Même pendant la neutralisation maximale du SRAS-CoV-2, environ un mois après l’apparition des symptômes, les nouveaux COV avec une neutralisation trois et dix fois plus faible pourraient réduire l’efficacité de la protection immunitaire de 90,0 % à 74,0 % et 47,0 %, respectivement. Parmi les individus présentant une immunité hybride contre les BTI BA.1 et BA.2, l’efficacité protectrice passerait de 95,0 % à 86,0 % et 63,0 %, respectivement.
La récupération des BTI d’Omicron a conféré une protection immunitaire nettement durable contre des souches antigéniquement similaires ; cependant, la protection pourrait être renversée rapidement par l’émergence de COV plus évasifs au système immunitaire.
L’infection percée d’Omicron BA.1 et BA.2 rappelle rapidement les anticorps neutralisants qui sont larges et durables. (A) Cinétique de l’activité de neutralisation du plasma suite à une infection percée contre VIC01 ancestral ou des souches Omicron BA.1 et BA.2 infectantes correspondantes. Les lignes épaisses représentent l’estimation moyenne du modèle de régression linéaire par morceaux utilisant les paramètres estimés. L’activité de neutralisation du plasma a été mesurée à l’aide d’un test de neutralisation du virus vivant contre des isolats cliniques du SRAS-CoV-2 dans des cellules HEK293T transduites avec ACE2 et TMPRSS2. (B) Neutralisation médiée par le plasma de percée BA.1 et BA.2 contre les souches ancestrales VIC01, Omicron BA.1, BA.2 et BA.4 à une médiane de 34 jours après l’apparition des symptômes. Les données sont présentées sous forme de médiane ± IQR. ( C ) Cinétique de décroissance longitudinale de l’activité de neutralisation du plasma après une infection percée contre VIC01 ancestral ou des souches Omicron BA.1 ou BA.2 infectantes appariées jusqu’à 4 à 7 mois après l’apparition des symptômes. Les pentes de décroissance les mieux ajustées (lignes épaisses) sont représentées. (D) Titres d’anticorps IgG contre le pic BA.1 pour les sujets percés BA.1 (rouge) et contre le pic BA.2 pour les sujets percés BA.2 (bleu) après la pré-incubation avec le contrôle BSA (cercles fermés) ou le Wuhan ancestral -hu-1 pointe (cercles ouverts).

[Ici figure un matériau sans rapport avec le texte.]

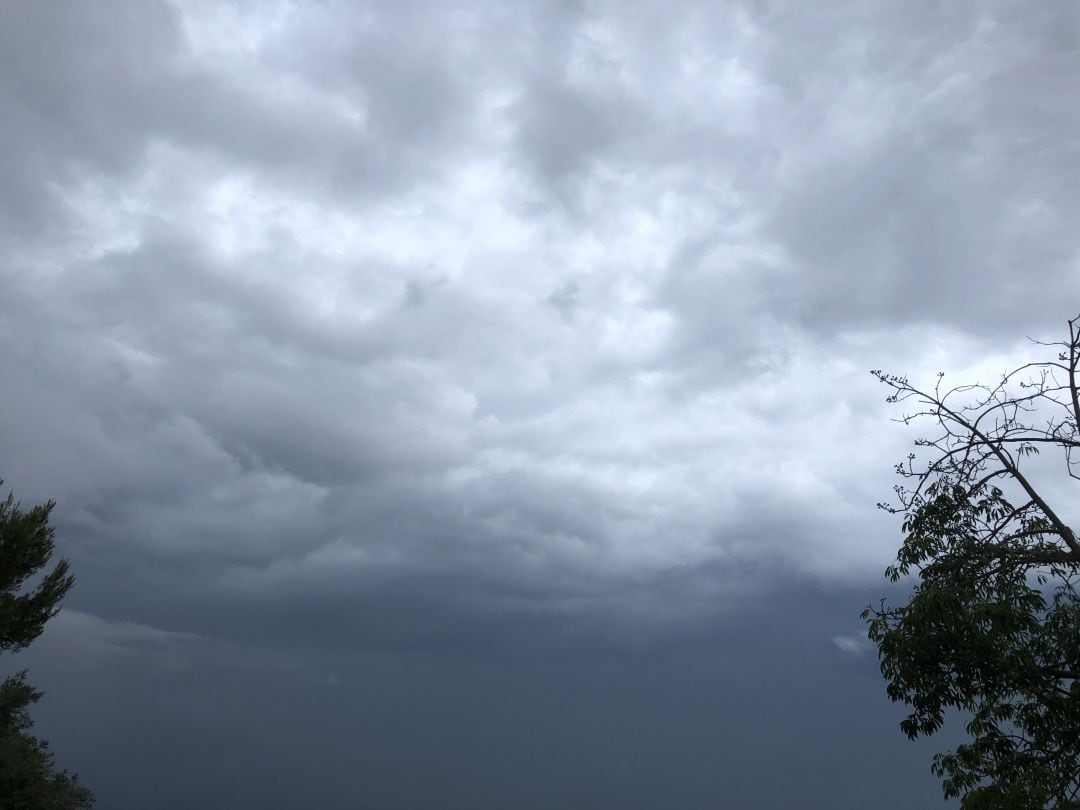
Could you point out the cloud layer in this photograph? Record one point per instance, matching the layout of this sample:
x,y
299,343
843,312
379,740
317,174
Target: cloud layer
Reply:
x,y
346,329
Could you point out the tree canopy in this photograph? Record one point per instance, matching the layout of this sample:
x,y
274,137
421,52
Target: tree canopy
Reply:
x,y
991,628
28,778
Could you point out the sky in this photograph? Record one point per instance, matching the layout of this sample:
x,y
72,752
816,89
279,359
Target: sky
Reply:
x,y
467,404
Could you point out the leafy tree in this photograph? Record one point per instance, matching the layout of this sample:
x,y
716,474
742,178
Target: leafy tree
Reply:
x,y
28,779
991,629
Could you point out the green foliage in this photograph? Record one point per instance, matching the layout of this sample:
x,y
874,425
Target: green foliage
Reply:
x,y
26,544
28,778
991,628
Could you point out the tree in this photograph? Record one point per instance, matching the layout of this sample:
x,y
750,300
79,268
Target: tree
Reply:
x,y
28,779
991,628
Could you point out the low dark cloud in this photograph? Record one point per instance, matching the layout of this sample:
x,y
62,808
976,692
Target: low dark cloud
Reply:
x,y
481,392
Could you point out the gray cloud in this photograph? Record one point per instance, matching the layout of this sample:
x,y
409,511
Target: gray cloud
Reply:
x,y
405,368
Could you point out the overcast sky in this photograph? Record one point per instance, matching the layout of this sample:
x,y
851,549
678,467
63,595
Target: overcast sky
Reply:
x,y
466,404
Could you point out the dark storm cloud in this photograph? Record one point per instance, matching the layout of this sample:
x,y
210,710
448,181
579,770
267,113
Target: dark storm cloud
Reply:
x,y
410,367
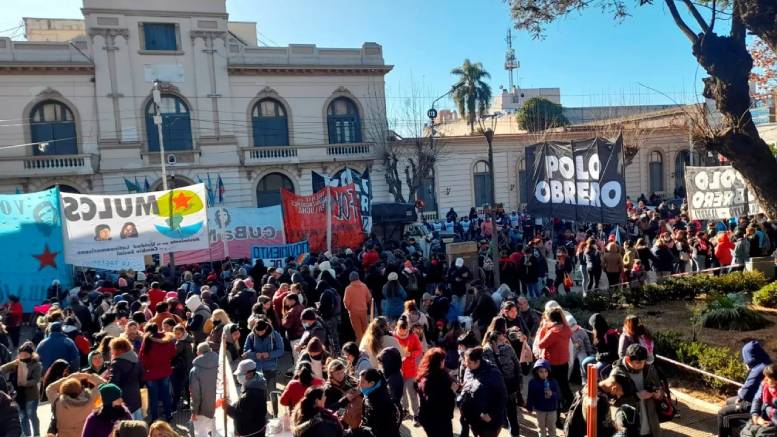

L’équipe a estimé qu’une efficacité protectrice de 70 % pour la souche homologue du SRAS-CoV-2 pourrait être maintenue pendant près de 4,5 et sept ans pour les BTI BA.1 et BA.2, respectivement. De même, on a estimé que la protection immunitaire durable pour la souche ancestrale du SRAS-CoV-2 persistait pendant plus de 8,5 ans et 10 ans pour les BTI BA.1 et BA.2, respectivement.
conclusion
Il a été constaté que les BTI d’Omicron induisaient des réponses immunitaires neutralisantes durables en rappelant les lymphocytes B mémoire à réaction croisée et induits par le vaccin.
*Avis important: medRxiv publie des rapports scientifiques préliminaires qui ne sont pas évalués par des pairs et, par conséquent, ne doivent pas être considérés comme concluants, guider la pratique clinique/les comportements liés à la santé, ou traités comme des informations établies.